Which leaves me with market timing equities investments. I don’t want to think about whether time in the market beats market timing. I just set both up. Dollar-Cost Averaging gives me time in the market so I can market time. Because when I build up that cash holding even more. I’m going to swing for the fences the next time a market crash happens. And it will happen because something unexpected is always brewing and waiting to happen. The question is whether I have sufficient cash reserves to make a big play when the time comes.

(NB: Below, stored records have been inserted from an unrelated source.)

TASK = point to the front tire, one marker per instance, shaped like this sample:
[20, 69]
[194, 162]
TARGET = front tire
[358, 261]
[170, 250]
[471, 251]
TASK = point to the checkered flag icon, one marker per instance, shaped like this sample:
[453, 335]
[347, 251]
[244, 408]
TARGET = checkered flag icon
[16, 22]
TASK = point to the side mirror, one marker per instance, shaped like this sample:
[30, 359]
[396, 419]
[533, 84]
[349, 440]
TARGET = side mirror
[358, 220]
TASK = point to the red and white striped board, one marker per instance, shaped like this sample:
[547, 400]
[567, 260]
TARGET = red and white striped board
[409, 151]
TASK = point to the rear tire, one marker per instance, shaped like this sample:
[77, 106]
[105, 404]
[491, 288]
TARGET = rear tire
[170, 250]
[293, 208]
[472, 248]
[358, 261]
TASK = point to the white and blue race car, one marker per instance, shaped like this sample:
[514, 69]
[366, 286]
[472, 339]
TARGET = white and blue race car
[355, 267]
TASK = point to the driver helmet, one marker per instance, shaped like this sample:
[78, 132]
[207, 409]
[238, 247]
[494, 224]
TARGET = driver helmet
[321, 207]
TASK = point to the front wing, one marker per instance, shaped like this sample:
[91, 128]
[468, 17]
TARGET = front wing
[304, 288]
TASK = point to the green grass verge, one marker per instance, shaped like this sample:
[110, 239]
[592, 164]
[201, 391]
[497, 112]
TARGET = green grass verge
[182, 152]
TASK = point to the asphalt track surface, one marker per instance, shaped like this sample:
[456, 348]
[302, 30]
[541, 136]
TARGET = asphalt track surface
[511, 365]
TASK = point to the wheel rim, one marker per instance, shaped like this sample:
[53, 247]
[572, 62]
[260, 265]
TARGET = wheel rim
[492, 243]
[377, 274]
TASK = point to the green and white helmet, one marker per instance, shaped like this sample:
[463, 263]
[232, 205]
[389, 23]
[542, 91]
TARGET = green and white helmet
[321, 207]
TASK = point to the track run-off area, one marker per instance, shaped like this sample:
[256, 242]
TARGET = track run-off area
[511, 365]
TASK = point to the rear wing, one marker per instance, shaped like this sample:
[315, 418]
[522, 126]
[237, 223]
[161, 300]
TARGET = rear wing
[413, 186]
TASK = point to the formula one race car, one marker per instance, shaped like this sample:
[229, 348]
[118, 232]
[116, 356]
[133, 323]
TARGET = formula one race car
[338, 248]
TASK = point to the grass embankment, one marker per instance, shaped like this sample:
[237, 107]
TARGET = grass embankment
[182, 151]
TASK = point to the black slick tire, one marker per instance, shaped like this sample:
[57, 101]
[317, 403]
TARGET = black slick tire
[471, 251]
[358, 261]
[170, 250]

Instead of messing around with market dips and getting distracted by minor plays, I’m going to focus on bigger market structural trends to improve my long term positioning for the major plays.
When it comes to our jobs, flexibility allows whoever is in the office gets to have their own personal time to work, gym and run personal care appointments. While the one at home keeps the family stuff running – school dropoff & pickup, groceries shopping and medical appointments. Neither one of us goes crazy managing everything and we both get to the weekend in shape for the entire family to spend more time together. In between, I fit in the time to repair the financial damage done and lay the groundwork for financial progress. It’s a delicate balance but life will always be like a juggling act of priorities but you do get better with practice.
The past 6 months felt like we were just struggling to survive. We kept going and you know what happens after surviving, it’s called thriving. Because all the hard work done in survival mode will result in the necessary lifestyle & mindset changes and improvements to thrive later on. I picked up better time and people management skills. I have a greater appreciation of time value and how to use it in my favour. Practise hard enough and something difficult eventually becomes routine. All of a sudden, you start to free up even more time because you get quicker in achieving the same result. I’m blogging again and that’s a good sign for myself. Just hope that I can keep this up!